I’ve been wrestling with a bug in one of my modules for AIM Pages for_ever_, and just found a fix today. I created this well-intentioned module called code snippet that allows you to paste in markup and it’ll get inserted into the DOM. This is really just a stopgap to allow people to add stuff that a module doesn’t exist for yet. I never should have written it. Do you know how bad DOM support is in IE? It’s awful!\
The big problem is that people wanted/needed to insert script elements with inline script using the code snippet module, and I couldn’t figure out a good way to do it (ok, any way, good or otherwise). Just adding them to the DOM using innerHTML doesn’t work. IE won’t allow you to create a new script element and set the text content to the code.\
Today, I stumbled on a message board post that hints at the answer. What’s the answer?\
Create a new script element, and set the text property to the script content and then append it to the body. Voila, actual evaluated javascript! Here’s an example:
<code>var b=document.getElementsByTagName("body")[0];
var txt="function doIt(msg) {alert(msg)}";
var scr=document.createElement("script");
scr.setAttribute("type","text/javascript");
scr.text=txt;
b.appendChild(scr);</code>
Enjoy! Oh, and the fixed version of the module isn’t live yet. I’m letting the QA guys look at it first before I unleash it on an unsuspecting world.
Comments
3 responses to “Child Scripts Making Child Scripts!”
You can also use the defer attribute in the script tag, as in
<script defer type=”Javascript”>
Although this is defined in the WC3 DOM and works fine in MSIE as of V4, the Mozilla engine (FF, NN, etc.) does not appear to support it.
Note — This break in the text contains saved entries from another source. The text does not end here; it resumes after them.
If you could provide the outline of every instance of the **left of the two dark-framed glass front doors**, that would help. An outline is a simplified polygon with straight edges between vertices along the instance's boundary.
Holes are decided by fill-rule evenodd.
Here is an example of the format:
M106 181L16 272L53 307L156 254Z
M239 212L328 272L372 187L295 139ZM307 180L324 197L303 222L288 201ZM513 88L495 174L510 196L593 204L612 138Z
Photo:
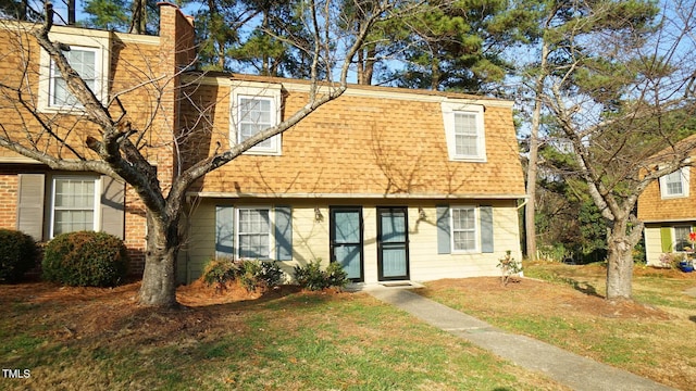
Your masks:
M364 281L362 265L362 209L330 210L331 261L338 262L353 282Z

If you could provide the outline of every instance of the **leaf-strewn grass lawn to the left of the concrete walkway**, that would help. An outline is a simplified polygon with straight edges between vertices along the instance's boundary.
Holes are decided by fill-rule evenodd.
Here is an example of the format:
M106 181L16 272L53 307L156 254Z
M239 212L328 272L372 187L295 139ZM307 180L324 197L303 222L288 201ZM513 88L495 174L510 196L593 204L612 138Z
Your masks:
M0 389L563 389L364 293L173 313L116 307L109 295L8 305L1 293L0 365L32 377Z

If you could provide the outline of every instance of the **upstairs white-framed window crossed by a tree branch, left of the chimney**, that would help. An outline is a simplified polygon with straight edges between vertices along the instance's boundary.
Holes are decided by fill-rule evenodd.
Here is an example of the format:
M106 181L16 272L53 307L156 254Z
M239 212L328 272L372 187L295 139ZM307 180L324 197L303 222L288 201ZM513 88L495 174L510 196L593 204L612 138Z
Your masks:
M51 39L70 49L64 50L63 55L102 103L108 99L107 80L111 55L109 34L109 31L99 30L85 35L50 33ZM82 104L67 90L65 80L50 55L44 50L40 55L38 98L38 106L41 111L80 112L83 110Z

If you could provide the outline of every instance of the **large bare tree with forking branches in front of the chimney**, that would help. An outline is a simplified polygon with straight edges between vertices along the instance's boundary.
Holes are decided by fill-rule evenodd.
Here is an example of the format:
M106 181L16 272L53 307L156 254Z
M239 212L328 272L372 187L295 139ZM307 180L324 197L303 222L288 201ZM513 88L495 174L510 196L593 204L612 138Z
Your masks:
M182 217L186 209L187 189L206 174L264 140L290 129L324 103L340 97L348 86L353 58L374 24L397 17L400 13L409 13L414 5L412 1L374 1L372 8L365 10L360 29L350 35L349 41L340 45L337 43L332 27L335 16L339 14L337 7L331 0L307 1L303 4L306 23L311 26L313 35L309 46L298 43L299 49L312 59L307 103L295 113L286 113L279 124L268 127L243 142L231 143L228 148L221 147L198 161L188 162L186 166L174 167L171 180L163 180L148 159L148 149L158 140L166 143L167 148L176 149L178 141L187 135L177 129L176 117L165 118L165 122L171 123L169 135L157 134L156 127L148 124L153 123L154 116L161 114L162 106L173 106L172 100L182 99L178 84L186 72L173 68L164 76L157 76L157 72L152 72L147 80L126 86L123 91L113 92L104 101L96 97L86 80L71 67L61 50L62 45L50 39L53 10L47 3L44 24L25 29L26 36L16 39L20 50L15 54L28 60L32 51L36 50L33 42L37 42L60 71L66 89L80 106L80 114L55 113L47 117L38 110L35 92L32 92L30 81L27 81L32 78L29 73L33 65L30 61L22 62L25 77L18 83L0 85L3 108L16 109L14 119L2 126L0 146L53 169L100 173L120 178L133 187L148 216L146 264L139 302L145 305L173 306L176 304L175 262L186 236ZM324 83L319 77L322 67L336 70L328 73L330 79ZM142 73L147 73L146 71L142 70ZM334 78L332 74L337 76ZM127 92L137 91L145 91L145 94L150 96L150 101L157 102L150 112L152 121L139 122L138 124L145 124L140 128L135 122L128 121L127 105L122 104L120 99ZM95 127L96 131L89 135L80 133L86 124ZM176 161L173 163L178 164Z

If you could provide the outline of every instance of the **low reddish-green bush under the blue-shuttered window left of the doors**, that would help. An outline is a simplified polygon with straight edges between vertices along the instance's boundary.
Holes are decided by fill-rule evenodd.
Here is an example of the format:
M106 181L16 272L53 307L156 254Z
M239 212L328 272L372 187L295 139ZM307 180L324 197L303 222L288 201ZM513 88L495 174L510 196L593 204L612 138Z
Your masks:
M209 286L216 285L217 290L231 281L238 281L249 292L257 289L268 290L281 285L283 270L273 261L232 261L228 258L212 260L203 270L203 281Z

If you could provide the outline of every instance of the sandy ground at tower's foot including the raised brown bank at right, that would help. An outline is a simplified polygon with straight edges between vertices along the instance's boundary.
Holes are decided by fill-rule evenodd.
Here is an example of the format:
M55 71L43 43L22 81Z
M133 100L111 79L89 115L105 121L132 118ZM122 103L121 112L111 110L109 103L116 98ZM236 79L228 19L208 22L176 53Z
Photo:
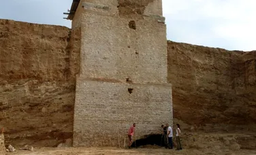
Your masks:
M139 146L138 148L37 148L31 151L19 150L7 153L19 155L56 154L56 155L117 155L117 154L187 154L187 155L256 155L256 135L253 133L184 133L182 135L183 150L167 150L160 146Z

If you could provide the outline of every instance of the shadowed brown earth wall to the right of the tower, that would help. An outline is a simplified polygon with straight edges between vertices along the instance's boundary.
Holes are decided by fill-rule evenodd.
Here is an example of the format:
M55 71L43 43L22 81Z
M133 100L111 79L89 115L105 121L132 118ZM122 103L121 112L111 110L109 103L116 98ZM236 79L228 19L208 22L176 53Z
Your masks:
M256 51L168 41L174 118L204 131L255 130Z

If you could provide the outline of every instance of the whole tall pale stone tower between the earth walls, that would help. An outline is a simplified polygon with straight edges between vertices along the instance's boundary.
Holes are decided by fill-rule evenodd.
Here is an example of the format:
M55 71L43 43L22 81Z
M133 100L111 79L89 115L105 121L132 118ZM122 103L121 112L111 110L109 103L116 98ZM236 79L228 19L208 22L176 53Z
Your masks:
M74 0L68 16L81 30L74 146L123 145L172 124L167 39L161 0Z

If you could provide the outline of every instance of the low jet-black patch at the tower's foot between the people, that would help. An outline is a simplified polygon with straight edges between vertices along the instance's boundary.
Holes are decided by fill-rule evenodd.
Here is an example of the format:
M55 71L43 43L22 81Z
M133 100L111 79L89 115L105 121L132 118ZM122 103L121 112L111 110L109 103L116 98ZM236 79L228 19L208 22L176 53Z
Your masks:
M143 146L159 146L164 147L164 139L161 134L144 135L144 138L137 139L131 144L131 148L138 148Z

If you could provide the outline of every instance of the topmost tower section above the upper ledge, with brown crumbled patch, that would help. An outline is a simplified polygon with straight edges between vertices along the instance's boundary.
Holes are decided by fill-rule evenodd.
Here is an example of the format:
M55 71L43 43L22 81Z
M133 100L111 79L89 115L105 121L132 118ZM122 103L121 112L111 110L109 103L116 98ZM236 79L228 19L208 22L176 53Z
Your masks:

I think Gecko does support defer as long as it’s more like this:
<script type=”text/javascript” defer=”defer” src=”somescript.js”></script>
I am used to do this in a similar way:
document.body.insertBefore( script , document.body.firstChild );
Kevin, it was comforting seeing another way of doing this, I started to believe just me being crazy needing this kind of things… 🙂
It seems this avoid a lot of problems in IE where one still doesn’t know where the parser insertion point is up to…( at load time for me ).
And the insertAfter clone may be used to overwrite and emulate “document.write” in XHTML documents.